His group obtained a position paper that the RTA delivered to Illinois state lawmakers last year in support of a bill to repeal the 2008 mandate providing free rides for all seniors. Based on the preliminary results from the UIC study, the paper argues that, if rides were limited to low income seniors, the CTA alone would see an increase in fare revenue of up to $25 million.

Diane Palmer, communications director for the Regional Transportation Association, which oversees the three regional transit agencies, confirmed the numbers. “When legislation was passed, it was a mandate that said you will provide these services, with no funding,” she said. The RTA gave $500,000 to UIC to study the impact of free senior passes.

The Seniors Ride Free program was part of a long term transportation funding bill, passed in January 2008, which gave the three transit agencies $494 million in new, recurring funding.

In August 2009, the Illinois House considered a bill that would repeal the free ride program, and replace it with free rides for only low-income seniors. Other seniors would pay a reduced fare, similar to what they would have paid before the program. The House narrowly passed the bill, but it was defeated by just one vote in the Senate.
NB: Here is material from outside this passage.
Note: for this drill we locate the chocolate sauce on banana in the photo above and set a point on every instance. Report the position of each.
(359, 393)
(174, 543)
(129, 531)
When the House bill surfaced last year, Paidock asked CTA officials if changing the scope of the program would allow them to hire back laid off workers, or increase or restore service, but he heard that the money would be used to fill current budget gaps. He argues that, contrary to the preliminary findings of the UIC study, reducing or eliminating free senior rides would add only $5 million to $10 million to the CTA’s budget.
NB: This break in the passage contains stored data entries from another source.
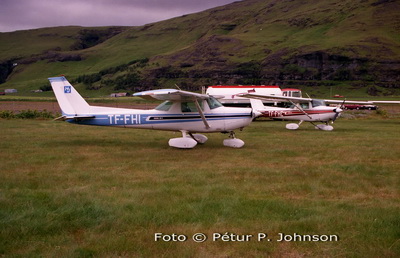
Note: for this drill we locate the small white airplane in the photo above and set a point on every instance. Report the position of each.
(183, 111)
(304, 109)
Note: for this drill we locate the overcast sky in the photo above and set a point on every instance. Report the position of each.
(30, 14)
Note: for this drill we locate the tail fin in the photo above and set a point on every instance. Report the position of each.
(70, 101)
(257, 106)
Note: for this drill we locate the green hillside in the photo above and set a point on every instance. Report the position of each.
(353, 46)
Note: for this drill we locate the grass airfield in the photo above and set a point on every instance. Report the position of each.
(76, 191)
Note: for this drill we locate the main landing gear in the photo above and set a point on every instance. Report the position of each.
(189, 140)
(323, 127)
(233, 142)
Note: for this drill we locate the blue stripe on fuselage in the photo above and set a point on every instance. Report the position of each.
(143, 119)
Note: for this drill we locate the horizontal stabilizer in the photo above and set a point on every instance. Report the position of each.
(170, 94)
(63, 118)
According to the RTA, there are currently more than 400,000 seniors enrolled in the free ride program. Before the program started, about 142,000 seniors used a reduced fare program. The RTA commissioned a study by the University of Illinois at Chicago to find out how many seniors were riding the city’s three transit systems, and what it cost the transit systems to provide them with free rides.

A Northwestern University analysis of Census data found approximately 2,500 seniors living in Rogers Park. Of those seniors, about 1,800 would still qualify for free passes. The RTA would use the state’s definition of low income: $28,000 for one person and $37,000 for a family of two.

Palmer was careful Monday not to prejudge the outcome of the study. The RTA, she said, is looking into the idea of an income based fare system for seniors. “I’m not saying that’s our position, and low-income seniors would still ride free,” she said.

Paidock’s group has been through this all before. “There’s been any number of groups come and go,” he said. “We’ve worked with them all.” And though none of his members qualifies for the senior discount just yet, they’re ready to fight again.

“Are we going to go to battle again on this seniors thing?” Paidock asked members at their monthly meeting Monday. The group, it seems, is ready for the fight.